Kimmerly’s paintings are highly layered compositions of almost tactile materiality that straddle the line between figuration and abstraction. He skillfully renders realistic faces, figures and foliage, intertwining distinct images to drive connection and conversation between them, then abstracts them with sweeping strokes of paint. These broad horizontal bands indicate a sense of temporality and motion, allowing the viewer to feel the distance between how things are assembled and how you interpret them.
In many of the new paintings, Kimmerly’s usual cool blue palette is suffused with flesh tones of beiges and pinks, instilling these paintings with a sense of intimacy. In Proximity, peachy hues intermingle with grayish blues as we experience the warmth of physical touch and togetherness against the cool air of distance. In Traces, an arresting shade of deep blue washes over the canvas with sparks of red in its midst, an intensified extension of these contrasting temperatures and complementary emotions.
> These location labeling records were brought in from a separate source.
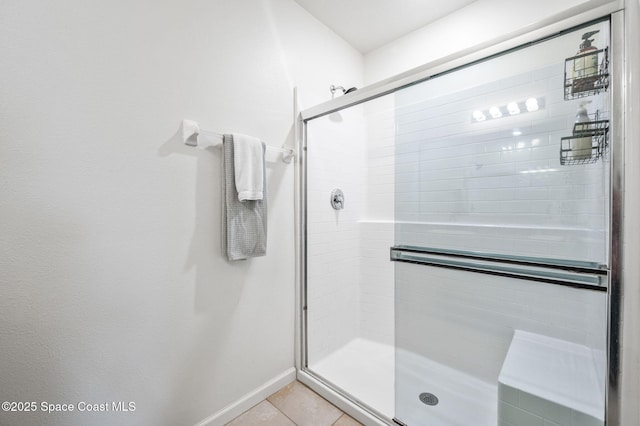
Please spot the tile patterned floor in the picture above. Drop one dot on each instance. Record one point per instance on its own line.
(294, 405)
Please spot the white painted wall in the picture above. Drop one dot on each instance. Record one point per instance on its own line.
(114, 287)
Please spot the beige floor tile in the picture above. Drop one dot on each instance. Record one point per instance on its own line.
(263, 414)
(345, 420)
(304, 407)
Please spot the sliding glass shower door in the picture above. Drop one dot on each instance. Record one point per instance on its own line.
(501, 238)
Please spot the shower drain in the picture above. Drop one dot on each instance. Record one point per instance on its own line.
(428, 398)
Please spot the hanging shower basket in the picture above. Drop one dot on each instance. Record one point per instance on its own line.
(578, 84)
(587, 144)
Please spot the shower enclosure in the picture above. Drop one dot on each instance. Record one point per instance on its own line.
(456, 239)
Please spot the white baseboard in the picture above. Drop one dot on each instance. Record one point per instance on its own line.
(233, 410)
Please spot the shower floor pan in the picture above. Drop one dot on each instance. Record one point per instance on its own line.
(365, 369)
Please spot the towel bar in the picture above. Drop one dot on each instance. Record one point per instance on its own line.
(190, 129)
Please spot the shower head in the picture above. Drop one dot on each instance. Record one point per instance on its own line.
(334, 88)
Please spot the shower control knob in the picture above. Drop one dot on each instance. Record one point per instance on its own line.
(337, 199)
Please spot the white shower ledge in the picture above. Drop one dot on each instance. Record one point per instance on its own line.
(555, 370)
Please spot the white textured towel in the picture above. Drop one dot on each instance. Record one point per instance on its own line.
(248, 161)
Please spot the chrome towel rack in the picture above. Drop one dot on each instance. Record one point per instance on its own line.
(191, 133)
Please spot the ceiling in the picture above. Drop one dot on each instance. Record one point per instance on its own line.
(369, 24)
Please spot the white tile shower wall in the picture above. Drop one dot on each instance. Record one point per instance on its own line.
(466, 320)
(498, 184)
(350, 276)
(377, 228)
(335, 156)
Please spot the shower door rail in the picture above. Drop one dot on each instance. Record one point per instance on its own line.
(577, 274)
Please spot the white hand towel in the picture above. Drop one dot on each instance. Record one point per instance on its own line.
(248, 161)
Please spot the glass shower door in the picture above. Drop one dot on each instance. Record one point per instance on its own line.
(501, 238)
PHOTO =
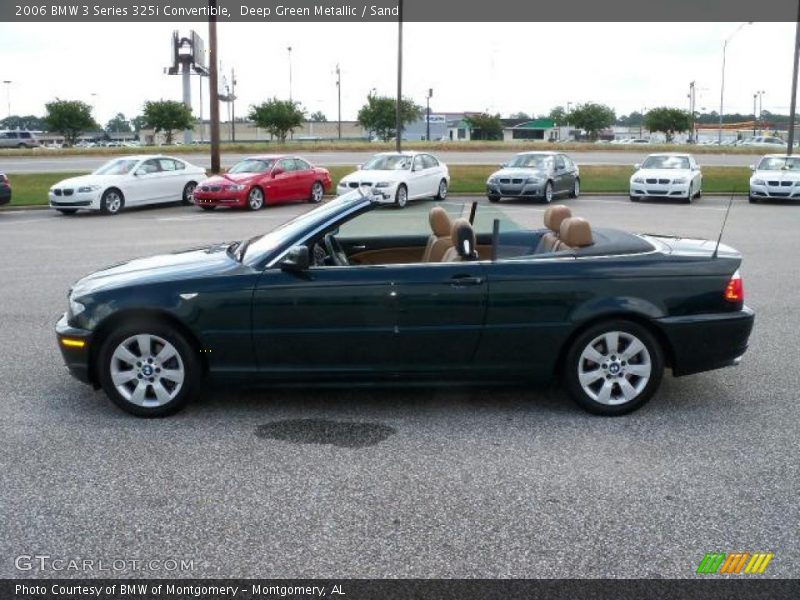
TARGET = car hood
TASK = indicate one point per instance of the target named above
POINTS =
(374, 176)
(187, 264)
(519, 172)
(89, 180)
(663, 173)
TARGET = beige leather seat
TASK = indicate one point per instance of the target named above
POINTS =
(553, 217)
(439, 241)
(463, 248)
(575, 233)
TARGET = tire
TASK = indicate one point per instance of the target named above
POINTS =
(401, 196)
(255, 198)
(188, 191)
(317, 193)
(596, 385)
(442, 191)
(576, 189)
(135, 378)
(112, 202)
(548, 192)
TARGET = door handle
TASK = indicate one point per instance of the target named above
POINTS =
(464, 280)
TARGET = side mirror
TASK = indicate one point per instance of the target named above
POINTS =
(296, 259)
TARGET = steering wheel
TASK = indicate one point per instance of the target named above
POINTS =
(335, 251)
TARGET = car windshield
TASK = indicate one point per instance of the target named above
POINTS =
(532, 161)
(120, 166)
(252, 165)
(779, 163)
(264, 244)
(666, 162)
(390, 162)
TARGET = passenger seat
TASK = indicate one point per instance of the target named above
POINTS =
(575, 233)
(463, 248)
(553, 217)
(439, 242)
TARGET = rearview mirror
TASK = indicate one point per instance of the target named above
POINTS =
(296, 259)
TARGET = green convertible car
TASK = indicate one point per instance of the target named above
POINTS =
(350, 291)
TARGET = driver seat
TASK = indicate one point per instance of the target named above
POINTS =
(439, 241)
(463, 248)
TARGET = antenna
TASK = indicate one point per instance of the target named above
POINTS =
(724, 221)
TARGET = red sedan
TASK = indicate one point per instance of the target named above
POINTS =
(259, 180)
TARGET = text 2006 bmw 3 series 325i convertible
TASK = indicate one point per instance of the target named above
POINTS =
(324, 299)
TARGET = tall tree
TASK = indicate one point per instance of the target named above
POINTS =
(167, 116)
(592, 118)
(70, 118)
(484, 126)
(378, 115)
(278, 117)
(118, 124)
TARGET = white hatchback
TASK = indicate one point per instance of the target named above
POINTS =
(400, 177)
(667, 176)
(128, 181)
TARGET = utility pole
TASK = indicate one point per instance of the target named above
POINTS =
(428, 117)
(213, 83)
(397, 120)
(339, 93)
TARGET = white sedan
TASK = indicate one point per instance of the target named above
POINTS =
(776, 176)
(667, 176)
(400, 177)
(128, 181)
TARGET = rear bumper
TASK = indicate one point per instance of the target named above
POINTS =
(706, 342)
(76, 357)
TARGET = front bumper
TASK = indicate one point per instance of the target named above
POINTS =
(782, 191)
(74, 344)
(706, 342)
(515, 190)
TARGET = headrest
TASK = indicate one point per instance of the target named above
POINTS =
(554, 215)
(576, 232)
(463, 238)
(440, 221)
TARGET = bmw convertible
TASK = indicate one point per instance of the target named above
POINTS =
(349, 292)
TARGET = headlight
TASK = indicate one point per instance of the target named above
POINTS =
(75, 307)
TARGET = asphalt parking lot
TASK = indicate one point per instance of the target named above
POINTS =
(421, 482)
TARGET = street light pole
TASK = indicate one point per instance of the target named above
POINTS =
(722, 83)
(397, 120)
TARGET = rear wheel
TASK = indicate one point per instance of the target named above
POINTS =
(401, 197)
(111, 202)
(148, 369)
(255, 199)
(317, 193)
(613, 367)
(188, 193)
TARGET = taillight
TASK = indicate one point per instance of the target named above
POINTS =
(734, 291)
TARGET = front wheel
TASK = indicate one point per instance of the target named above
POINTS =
(442, 191)
(147, 369)
(548, 192)
(255, 199)
(317, 193)
(613, 368)
(401, 197)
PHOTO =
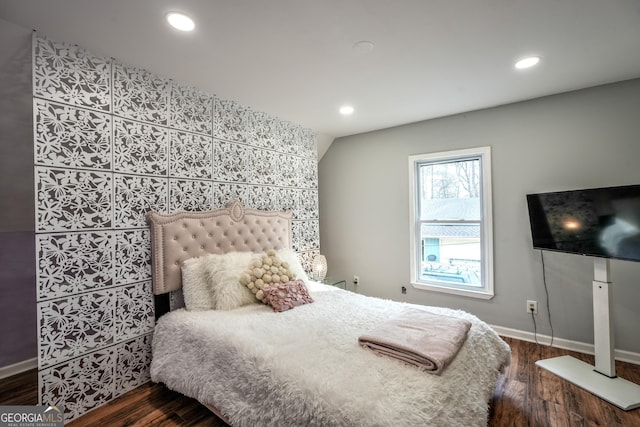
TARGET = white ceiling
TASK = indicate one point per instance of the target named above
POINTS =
(294, 58)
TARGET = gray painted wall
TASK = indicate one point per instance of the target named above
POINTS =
(587, 138)
(17, 241)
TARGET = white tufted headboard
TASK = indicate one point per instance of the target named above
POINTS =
(177, 237)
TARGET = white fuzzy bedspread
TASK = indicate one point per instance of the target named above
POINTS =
(304, 367)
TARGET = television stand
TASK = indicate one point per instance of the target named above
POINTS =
(600, 379)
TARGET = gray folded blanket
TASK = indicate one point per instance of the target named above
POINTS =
(426, 340)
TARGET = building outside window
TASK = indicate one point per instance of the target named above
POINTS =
(451, 227)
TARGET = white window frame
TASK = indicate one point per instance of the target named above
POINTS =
(486, 222)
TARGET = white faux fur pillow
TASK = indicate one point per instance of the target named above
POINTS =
(223, 273)
(291, 257)
(195, 285)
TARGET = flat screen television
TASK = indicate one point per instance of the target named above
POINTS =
(600, 222)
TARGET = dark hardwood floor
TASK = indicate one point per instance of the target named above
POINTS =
(525, 395)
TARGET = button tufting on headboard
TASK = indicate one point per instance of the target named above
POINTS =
(179, 236)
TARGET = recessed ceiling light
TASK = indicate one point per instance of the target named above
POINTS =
(345, 110)
(527, 62)
(180, 21)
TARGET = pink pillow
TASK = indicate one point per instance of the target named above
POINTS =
(285, 296)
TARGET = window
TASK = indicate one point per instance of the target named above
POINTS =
(451, 228)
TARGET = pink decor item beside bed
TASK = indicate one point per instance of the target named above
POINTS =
(285, 296)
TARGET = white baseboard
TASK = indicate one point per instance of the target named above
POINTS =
(16, 368)
(580, 347)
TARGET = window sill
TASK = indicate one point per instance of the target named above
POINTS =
(480, 294)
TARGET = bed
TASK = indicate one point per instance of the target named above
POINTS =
(254, 366)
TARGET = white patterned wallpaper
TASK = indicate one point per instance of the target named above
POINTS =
(111, 143)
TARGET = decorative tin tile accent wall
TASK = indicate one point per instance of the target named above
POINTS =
(112, 142)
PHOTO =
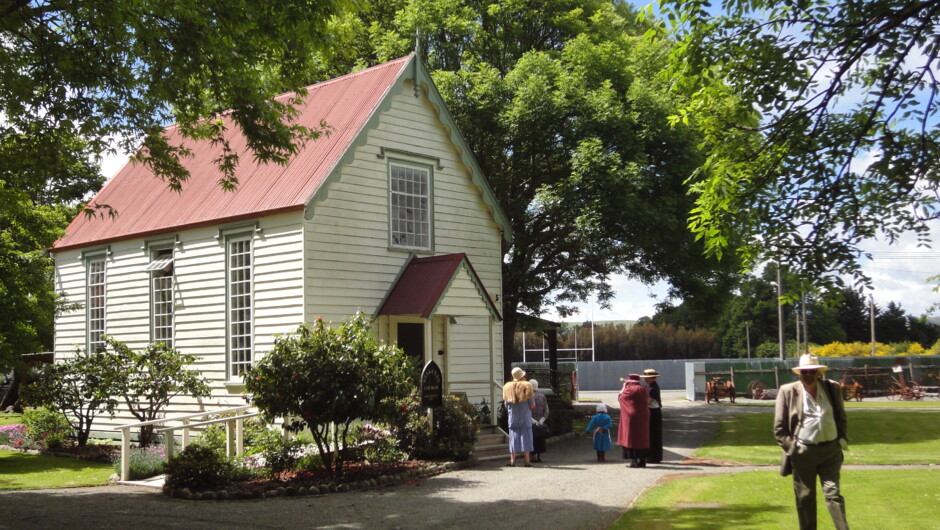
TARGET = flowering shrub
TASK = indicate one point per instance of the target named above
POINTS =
(15, 435)
(46, 427)
(145, 462)
(328, 378)
(198, 467)
(454, 433)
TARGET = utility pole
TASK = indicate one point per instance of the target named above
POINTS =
(783, 353)
(796, 316)
(747, 332)
(805, 326)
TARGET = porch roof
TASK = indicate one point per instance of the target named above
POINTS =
(424, 282)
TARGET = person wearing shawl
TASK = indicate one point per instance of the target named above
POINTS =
(634, 432)
(656, 416)
(518, 396)
(539, 430)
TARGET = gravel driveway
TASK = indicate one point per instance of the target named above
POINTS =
(568, 490)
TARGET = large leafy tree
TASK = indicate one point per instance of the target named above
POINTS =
(563, 106)
(121, 70)
(842, 143)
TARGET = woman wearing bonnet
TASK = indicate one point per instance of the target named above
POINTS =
(518, 395)
(634, 431)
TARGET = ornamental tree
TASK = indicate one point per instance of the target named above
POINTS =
(325, 378)
(82, 387)
(838, 142)
(565, 108)
(149, 379)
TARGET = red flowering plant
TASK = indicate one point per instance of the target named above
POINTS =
(326, 378)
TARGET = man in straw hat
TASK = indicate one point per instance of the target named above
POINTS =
(518, 395)
(656, 415)
(810, 426)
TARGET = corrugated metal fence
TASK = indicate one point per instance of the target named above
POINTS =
(607, 375)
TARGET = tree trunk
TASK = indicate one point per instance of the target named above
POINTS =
(509, 332)
(11, 398)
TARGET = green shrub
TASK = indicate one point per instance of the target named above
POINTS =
(14, 435)
(327, 378)
(255, 430)
(379, 446)
(454, 433)
(46, 427)
(310, 462)
(198, 467)
(281, 454)
(145, 462)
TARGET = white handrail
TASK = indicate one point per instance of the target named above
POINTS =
(237, 434)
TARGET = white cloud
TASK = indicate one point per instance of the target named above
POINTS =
(898, 272)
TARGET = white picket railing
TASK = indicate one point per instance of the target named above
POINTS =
(234, 432)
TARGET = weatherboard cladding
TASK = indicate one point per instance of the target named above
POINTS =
(423, 283)
(146, 206)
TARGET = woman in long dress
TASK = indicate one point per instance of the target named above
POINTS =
(518, 396)
(656, 416)
(634, 431)
(539, 416)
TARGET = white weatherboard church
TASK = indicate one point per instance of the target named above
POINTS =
(388, 215)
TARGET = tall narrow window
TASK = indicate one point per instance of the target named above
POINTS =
(161, 295)
(95, 302)
(239, 305)
(410, 210)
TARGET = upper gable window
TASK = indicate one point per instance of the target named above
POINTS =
(410, 211)
(161, 296)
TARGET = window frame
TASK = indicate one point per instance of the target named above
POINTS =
(235, 367)
(155, 252)
(428, 171)
(90, 261)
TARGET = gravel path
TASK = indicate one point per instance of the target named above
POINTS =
(568, 490)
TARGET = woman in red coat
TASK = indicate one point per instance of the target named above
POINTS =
(634, 433)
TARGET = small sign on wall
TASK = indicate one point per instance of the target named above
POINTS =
(432, 386)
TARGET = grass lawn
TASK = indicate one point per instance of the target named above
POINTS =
(875, 437)
(26, 471)
(10, 419)
(880, 499)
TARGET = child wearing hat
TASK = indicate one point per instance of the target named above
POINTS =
(600, 424)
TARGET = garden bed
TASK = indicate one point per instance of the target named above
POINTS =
(70, 449)
(356, 476)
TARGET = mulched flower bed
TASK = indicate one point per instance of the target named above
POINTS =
(356, 476)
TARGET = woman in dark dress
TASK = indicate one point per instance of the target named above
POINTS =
(656, 416)
(634, 431)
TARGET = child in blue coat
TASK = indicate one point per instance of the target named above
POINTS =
(600, 425)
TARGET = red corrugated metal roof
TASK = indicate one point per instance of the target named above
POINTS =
(423, 283)
(146, 206)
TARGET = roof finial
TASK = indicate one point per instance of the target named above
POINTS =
(417, 58)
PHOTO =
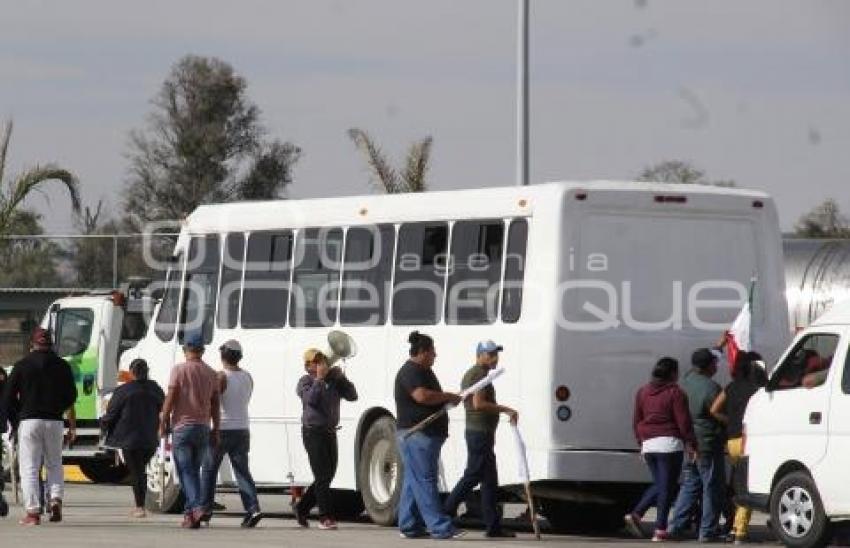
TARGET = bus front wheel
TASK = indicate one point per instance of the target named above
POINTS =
(379, 472)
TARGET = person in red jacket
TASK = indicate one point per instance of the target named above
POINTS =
(664, 431)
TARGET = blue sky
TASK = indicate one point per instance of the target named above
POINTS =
(753, 91)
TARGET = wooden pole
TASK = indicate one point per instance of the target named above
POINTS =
(532, 513)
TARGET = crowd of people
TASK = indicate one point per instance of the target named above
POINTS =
(205, 411)
(687, 429)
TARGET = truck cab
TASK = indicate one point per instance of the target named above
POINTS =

In Kimmerly’s work, components of dichotomies find themselves in one another: warmth in coolness, abstraction in figuration, togetherness in distance.
Kimmerly deftly creates emotional content without naming a specific emotion. Each work is a literal and figurative palimpsest of interactions: emotional attachments and disengagements, foregrounded figures in conversation or conflict. In Through the Fingertips, a denser midline of close-up communication falls between natural imagery on top and bottom, creating an intimate moment amidst distance and open space. The liminality between togetherness and separation is again clear as these two states are interwoven.
In creating the work for this show, Kimmerly often returned to one chance encounter in what he refers to as a “classic,” almost cliché story: an older woman approaches him for help navigating a busy city block. The two begin talking and he listens to her, hears about her life, and as he leaves her a bit later, he is struck with how internal our focus can be; how fast we can move; how estranged we can be to those standing right next to us. Dear Stranger is an homage to these tender moments, when we lift our heads and embrace this openness, reinvigorating the sense of beauty and motion and liveliness all around us.
Ian Kimmerly was born in Northport, Michigan, in 1980. He earned his BFA from the University of Michigan in 2002 and his MFA from the University of Arizona in 2005. He has exhibited both internationally and nationally, including at the DeYoung Open Exhibition and the Richmond Art Center, and has been the recipient of numerous awards and fellowships. This will be his third solo show at the Dolby Chadwick Gallery.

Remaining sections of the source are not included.